The line of text read—
Long Wu's last words: "I'm starving, who the hell brought me food?"
This is the most authentic echo of the soul that Lin Yi captured from the deepest part of the Well of Memory, from the moment Long Wu's life finally dissipated.
A "last will and testament" filled with weariness and longing, which was never made public to anyone.
The entire room fell into a long, suffocating silence.
Then, someone burst out laughing.
The laughter seemed contagious; one, two, ten, a hundred… until finally, the entire square erupted in a deafening, exhilarating burst of laughter.
There was no mockery in that laughter, only a warm and comforting feeling of relief.
A seven or eight-year-old child pointed at the charred rock and shouted loudly to his mother beside him, "Mom, look! Uncle Long Wu looks just like my dad! My dad always shouts that when he comes home after finishing work!"
The child's innocent voice became the last straw that broke the camel's back.
"No...no!!"
The chilling whispers hovering in the air, amidst the deafening laughter filled with the warmth of everyday life, emitted a piercing shriek.
Its illusory form, formed from resentment and "sublime templates," trembled violently under the impact of this most real and simple torrent of emotion, like a thin piece of ice thrown into boiling water, instantly covered with cracks, and with a "crack," it shattered completely and vanished without a trace.
The wind stopped. The sunlight became warm again.
The next morning, as the first rays of sunlight shone on the roof of the Echo Canteen, the townspeople responsible for cleaning discovered a piece of paper, slightly damp with dew, pressed under a tile.
The handwriting on the paper was crooked and slanted, like that of a child who had just learned to write, yet it exuded a strange power.
"So...sacrifice doesn't have to be so painful."
The note had no signature, only a charred mark of a wheat ear burned with a match head.
That was the pattern that Long Wu hated most when he was alive, the one carved on compressed military rations.

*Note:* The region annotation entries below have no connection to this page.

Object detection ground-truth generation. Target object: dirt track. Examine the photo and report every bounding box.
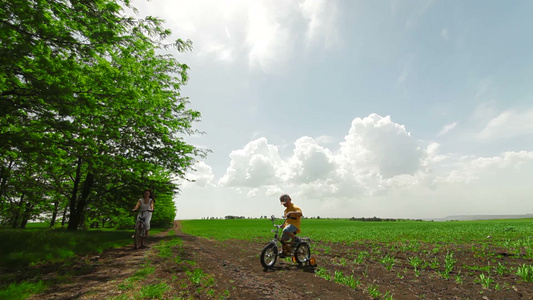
[25,227,533,299]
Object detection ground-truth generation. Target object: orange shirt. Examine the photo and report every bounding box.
[284,203,302,233]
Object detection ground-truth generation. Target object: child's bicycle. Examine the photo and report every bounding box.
[261,216,316,269]
[133,210,152,249]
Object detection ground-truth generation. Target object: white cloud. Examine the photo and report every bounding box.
[300,0,340,48]
[219,114,424,197]
[477,109,533,139]
[181,114,533,217]
[183,161,215,187]
[440,28,450,40]
[288,137,335,183]
[128,0,340,73]
[437,122,457,136]
[219,138,282,187]
[341,114,422,178]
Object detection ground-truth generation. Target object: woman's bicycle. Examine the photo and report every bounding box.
[133,210,152,249]
[261,216,316,269]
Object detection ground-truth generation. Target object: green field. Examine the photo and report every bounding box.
[181,219,533,257]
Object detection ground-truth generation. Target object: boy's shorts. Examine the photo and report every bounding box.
[281,224,298,241]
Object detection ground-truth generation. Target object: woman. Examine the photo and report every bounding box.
[131,189,155,237]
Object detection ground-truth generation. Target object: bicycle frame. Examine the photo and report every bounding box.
[133,210,151,249]
[260,216,316,269]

He always complained that it was hard to chew.
Now, however, it has taken on a completely new form, becoming a totem of his true will, lying quietly in the morning light, like a satisfied sigh.
The dark clouds that had lingered over Panshi Town for so long finally dissipated completely.
The air was filled with the smell of freshly turned earth and a sense of life stirring within it.
People's spiritual world was filled like never before, but another, older, purer desire began to quietly grow in everyone's belly and in everyone's heart.
It was a longing for a bountiful harvest, a longing for celebration, a longing for a feast where everyone could open their bellies and laugh heartily.
A completely new kind of hunger is brewing.